If it were not actually happening, it would make a good joke. But it is happening. After its heavy-handed direction destroyed confidence among private businesses and sapped the growth momentum of the economy, Beijing has decided to fix the problem with a new government body to coordinate across government agencies and set priorities for businesses.
A convincing promise not to interfere would do better, but clearly, Beijing is incapable of seeing such a need, much less acting on it.
This economic reality, plus ongoing tensions between Beijing and Washington, have kept down American purchases of Chinese products as well as investment flows into China. A rise in trade with Russia cannot even begin to offset this kind of weakness. At the same time, residential real estate is in free fall. Having once dominated some 30 percent of China’s economy, most developers have fallen bankrupt, and housing prices are declining, eroding millions of Chinese people's wealth.
If this were not enough, the economy suffers from the legacy of literally years of lockdowns and quarantines imposed by Beijing’s zero-COVID policy. Beijing lifted these misguided policies earlier this year and enjoyed a brief surge in consumer spending. However, the growth was short-lived, largely restricted to the wealthiest citizens. The average Chinese person came away from those times of severe restrictions, unsure whether he or she could even count on a regular paycheck. Especially because residential real estate is the major portion of household wealth, most Chinese are reluctant to expand their consumer spending at anywhere near the pace Beijing needs to sustain overall growth rates.
Private businesses in China have suffered in much the same way as households have from zero-COVID measures. That alone would be enough to kill confidence, restrain investing, and stifle any impulse to expand, but there is more.
For some time leading up to the pandemic and during it, Chinese leader Xi Jinping and his colleagues in Beijing showed hostility to private businesses, criticizing them for following profits instead of the agenda set by the Chinese Communist Party (CCP). Mr. Xi even threatened businesses, saying that China had finally reached a level of development where it could return to its Marxist roots. As part of this stance, Beijing denied financing to Jack Ma’s retail empire, and effectively destroyed what had been a fast-growing private tutoring sector.
It is then little wonder that private businesses have held back. Even as Beijing has pushed forward with its classic use of infrastructure spending to support economic growth and the nation’s large, state-owned enterprises have increased their investment spending, private firms, large and small, have actually pulled back, cutting their capital investment outlays by 0.2 percent over the first half of the year and making even bigger cuts in July so that the first seven months of the year recorded a 0.5 percent decline.

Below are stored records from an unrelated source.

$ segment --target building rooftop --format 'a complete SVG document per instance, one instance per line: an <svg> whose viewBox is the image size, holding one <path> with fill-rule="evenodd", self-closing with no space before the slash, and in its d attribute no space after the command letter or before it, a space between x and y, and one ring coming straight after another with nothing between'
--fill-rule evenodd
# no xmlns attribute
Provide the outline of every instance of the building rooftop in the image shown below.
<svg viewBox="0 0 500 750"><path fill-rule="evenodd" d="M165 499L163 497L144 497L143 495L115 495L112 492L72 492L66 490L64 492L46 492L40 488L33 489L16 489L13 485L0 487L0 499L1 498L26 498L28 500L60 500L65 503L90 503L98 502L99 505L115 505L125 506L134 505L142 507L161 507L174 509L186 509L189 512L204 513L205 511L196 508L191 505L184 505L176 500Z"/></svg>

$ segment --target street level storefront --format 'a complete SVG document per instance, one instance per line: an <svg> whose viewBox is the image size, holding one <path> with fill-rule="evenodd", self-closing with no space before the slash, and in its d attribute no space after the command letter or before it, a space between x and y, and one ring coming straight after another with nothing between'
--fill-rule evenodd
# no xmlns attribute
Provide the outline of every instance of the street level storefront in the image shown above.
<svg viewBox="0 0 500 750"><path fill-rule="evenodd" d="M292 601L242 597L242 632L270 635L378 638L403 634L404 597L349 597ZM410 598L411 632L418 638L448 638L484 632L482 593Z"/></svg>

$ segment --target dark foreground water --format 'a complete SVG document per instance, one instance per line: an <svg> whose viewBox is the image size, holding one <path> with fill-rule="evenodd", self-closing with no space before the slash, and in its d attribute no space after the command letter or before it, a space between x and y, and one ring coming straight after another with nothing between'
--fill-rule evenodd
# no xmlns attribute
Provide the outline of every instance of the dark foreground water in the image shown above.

The CCP, in response, has changed its tune. Whereas Mr. Xi denigrated private business leaders not too long ago, he has more recently referred to them as “our own people.” But as the accelerating decline in private investment spending shows, the rhetorical change is not working, at least not yet. So Beijing has decided on more substantive efforts to get private businesses to extend themselves. This is where the humor comes into the narrative.
Instead of encouraging private businesses to pursue profits and reassuring them that Beijing will not interfere, the CCP has established a new government bureau to get private businesses moving. The National Development and Reform Commission (NDRC), China’s planning agency, says that this new entity will direct the efforts of private Chinese businesses and monitor private businesses to track their cooperation and compliance. This is more of what undermined confidence in the first place. Beijing seems unable to get out of its own way.
Nor is it apparent that the new bureau, even in the unlikely event that it has great insight, will have much power to help private businesses either within the larger planning bureau or the vast Beijing bureaucracy generally. According to Zhang Shixin, senior planner at the NDRC, this new bureau will not even have a vice-ministerial rank.
Clearly, Beijing is too involved in its Marxist ideology to see that adding another bureau and another layer of government direction is not likely to inspire an enthusiastic response from private businesses. After all, it is planning and heavy-handed government direction that destroyed confidence in the first place. This latest effort is likely to fail. It is, in a way, reminiscent of another joke about misplaced top-down efforts. It goes something like this: The beatings will continue until morale improves.